I know she looks smug, what with her perfectly rounded bounty that everyone admires while you’re just a skinny vine without so much as a bud, but believe me, Tomato will be yesterday’s news once your sweet fruits develop. I’ve seen the gene pool you came from; the future looks bright for you, WV. Your kind grows them big. (If you want, we can get you a wire and string like your more developed garden friends so Basil will quit mocking you; like he’s so awesome—he’s just a bunch of leaves.)
Parenting my garden requires way more emotional energy than I expected. It was easier when they were just little seeds and all they needed was water. Sure, I worried about them in their infancy, but at least it was simple. Now there’s all this drama and competition: who’s sprouted, who hasn’t, who is independent, who is more—how shall I say it nicely?—needy? Wow. It’s a good thing we don’t know all that is involved in raising a garden when we first conceive it, or none of us would bear any fruit.
Day 8
So, one car.
I realize 86 percent of the world does not even own one car to squabble over, but we have been a two-car union since our dating years when my hair took over the entire cab of my bad-to-the-bone RX-7.

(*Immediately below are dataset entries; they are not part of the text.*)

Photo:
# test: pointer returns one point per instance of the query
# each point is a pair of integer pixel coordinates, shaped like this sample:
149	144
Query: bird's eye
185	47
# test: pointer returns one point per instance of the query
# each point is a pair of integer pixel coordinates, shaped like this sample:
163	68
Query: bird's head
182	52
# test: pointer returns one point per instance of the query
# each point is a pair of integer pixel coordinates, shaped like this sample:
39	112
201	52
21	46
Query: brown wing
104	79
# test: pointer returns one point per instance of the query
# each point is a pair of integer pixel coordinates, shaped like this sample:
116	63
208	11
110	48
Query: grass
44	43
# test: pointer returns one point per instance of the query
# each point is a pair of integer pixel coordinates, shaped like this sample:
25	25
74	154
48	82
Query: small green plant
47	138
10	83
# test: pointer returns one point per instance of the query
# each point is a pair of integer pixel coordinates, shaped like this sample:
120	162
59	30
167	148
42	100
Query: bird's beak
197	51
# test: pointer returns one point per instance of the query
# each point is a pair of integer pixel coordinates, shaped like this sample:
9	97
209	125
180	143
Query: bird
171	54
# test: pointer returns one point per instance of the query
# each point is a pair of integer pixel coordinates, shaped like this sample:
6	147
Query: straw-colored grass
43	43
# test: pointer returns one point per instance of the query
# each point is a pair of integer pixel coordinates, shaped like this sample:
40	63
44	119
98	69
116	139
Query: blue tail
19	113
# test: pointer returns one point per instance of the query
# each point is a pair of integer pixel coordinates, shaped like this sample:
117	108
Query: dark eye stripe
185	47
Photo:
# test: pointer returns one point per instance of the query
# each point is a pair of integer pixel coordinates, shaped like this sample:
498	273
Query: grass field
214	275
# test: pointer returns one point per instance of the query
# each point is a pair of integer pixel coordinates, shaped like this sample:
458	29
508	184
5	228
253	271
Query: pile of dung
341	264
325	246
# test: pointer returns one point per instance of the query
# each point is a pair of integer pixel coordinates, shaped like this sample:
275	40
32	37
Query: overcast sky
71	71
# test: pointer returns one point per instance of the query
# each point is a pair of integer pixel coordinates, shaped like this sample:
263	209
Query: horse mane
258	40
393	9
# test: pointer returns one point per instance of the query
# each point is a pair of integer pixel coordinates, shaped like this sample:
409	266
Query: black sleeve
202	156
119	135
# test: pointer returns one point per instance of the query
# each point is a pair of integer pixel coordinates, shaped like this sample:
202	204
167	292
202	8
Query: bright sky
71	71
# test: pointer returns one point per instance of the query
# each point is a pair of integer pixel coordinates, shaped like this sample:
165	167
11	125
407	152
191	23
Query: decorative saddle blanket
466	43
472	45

When my friends and I were in Manhattan last year on a girlcation, we took public transportation everywhere, and it was both invigorating and slightly stinky. I like the idea of public transportation, the efficiency of it, the urban lure. Next to our mortgage, cars and their upkeep comprise the biggest slice of the budget pie. I’d gladly kiss gas stations, Jiffy Lube, and the DMV good-bye forever. If I never drove on I-35 in bumper-to-bumper traffic again, you could color me happy and maybe declare a moratorium on my little road rage problem.
But those urban transit alternatives do not transfer well to suburbia. We’ve made our Master Planned Community bed, and now we have to drive to it. Our suburb is not concentrated with little bodegas and boutiques within walking distance. We have big-box grocery chains. We have landscaping. We have a Cracker Barrel. We drive eight hundred yards to our neighborhood pool, for the love of the land. The American urban exodus came at a cost, and commuting was certainly on that bill.